College in Boston wants ‘blank slate’

In the past year I have received upward of 500 flyers, bulletins, letters and magazines from schools that wanted me to apply, but out of all I must say the most memorable was a 3-by-7-inch slip with a pencil on it.

It was from a school in Boston, and it expressed a great desire for “blank slates.”

In short, this college was seeking students who could be indoctrinated to their university’s beliefs, easily, without resistance from previously-established convictions.

Colleges today are on the prowl for students who can make them great, kids with ambition and intellect, who will accomplish great things — but turn around and share credit with their alma mater.

If a school truly is about fostering the entrepreneur, the writer, the scientist and the humanitarian, it would evaluate the student’s strength of conviction and their willingness to pursue their passions with unwavering pride.

So to see universities reject students based on their lack of “assimilative qualities” is shocking, right? The ultimate truth is this: many universities aren’t about helping the kid accomplish his dreams, they’re about getting the student to help them accomplish their agendas.

“If you’re a drone, a less than solid philosopher, an antagonistic and confused adolescent, come here and let us teach you what to believe. Trust us. We have it all figured it out.”

The issue for seniors isn’t just about money, or identity or career; it’s about ethics and moral conviction; it’s about finding your purpose in life, valuing your soul and leaving a legacy that ​you are proud of.

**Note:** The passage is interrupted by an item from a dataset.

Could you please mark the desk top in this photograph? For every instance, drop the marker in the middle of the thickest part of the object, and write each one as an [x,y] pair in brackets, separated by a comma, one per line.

Not your school. Not your parents. Not your peers.

Because at the end of the day, you live with yourself, not the world.

So beware of the college promising to make it all clear — and parents, “plant” your kids early, so when the world challenges them, they have roots to keep them steady and beliefs to keep them on their path.

Riley Wood, a senior at Farragut High School, shares her experiences leading up to graduation in May.